The defendant’s witness, Mr. Henry T. Hudson, the county assessor and former chief appraiser for the county, presented a careful study of 18 sales of "sanitary rejects,” five of which were located in the Garden View Estates (sales which had been described by the plaintiff, none later than 1974). Two were sales of rural tracts. The remaining 11 sales were of smaller lots in the View Crest, Meadow View, Firlok Park, Glen Cove and Columbia Acres subdivisions. It appears that all but three of the sales were to an owner of adjacent property who had already been able to build a residence. Of the three sales that were not made to adjacent owners, one was a totally noncomparable sale of over eight acres located on the other side of the county for which a septic tank permit was subsequently obtained. The other two were sales to a single broker who is attempting to accumulate lots in Columbia Acres, where it is possible to combine lots and obtain a septic tank permit.
This is a significant factor. Mr. Hudson indicated •that speculators will buy some sanitary rejects where the property has been subdivided for residential purposes, paying substantial values per acre. However, Mr. Hudson testified as to only one broker who is accumulating lots in a subdivision where it is possible to combine lots in order to obtain a septic tank permit, which has proved impossible with the subject lots. Further, Mr. Hudson stated that the market for "sanitary reject” properties is quite limited and the main element in that market is adjoining property owners. Mr. Hudson deemed his sales from the subject subdivision to be the most significant he had to produce. But note that each of those sales had as purchaser a person who was able to maintain a present residence without the requirement of a further septic *287 tank permit (with the exception of the party who effected the same result through a sanitary easement over adjoining property). In the court’s view, this evidences the failure of the witness to perceive the significant fact that the market of adjacent owners in Garden View Estates, of which there were only nine, was exhausted, having been saturated with the sale of nine lots without sanitary approval.

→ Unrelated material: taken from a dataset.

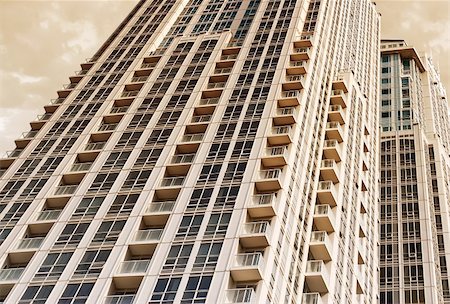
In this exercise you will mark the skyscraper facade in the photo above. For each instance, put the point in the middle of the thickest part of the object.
(415, 179)
(212, 151)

The preponderance of the evidence leads the court to conclude that the subject property, above described, platted in 12 lots of two acres or more, is not presently salable and will remain so unless and until there is a substantial change in the area. ORS 308.205 provides:
"* * * With respect to property which has no immediate market value, its true cash value shall be the amount of money that would justly compensate the owner for loss of the property.”
The best evidence of just compensation before the court is the plaintiff’s testimony that the total value of the 12 lots, including Tax Lot 1700, should be placed at $6,000 as of January 1, 1976.
The defendant’s Order No. VL 76-780 shall be set aside and the County Assessor and Tax Collector of Columbia County, Oregon, shall amend the assessment and tax rolls for the tax year 1976-1977 to show a total true cash value for the 12 lots of $6,000. Plaintiff is awarded his statutory costs and disbursements.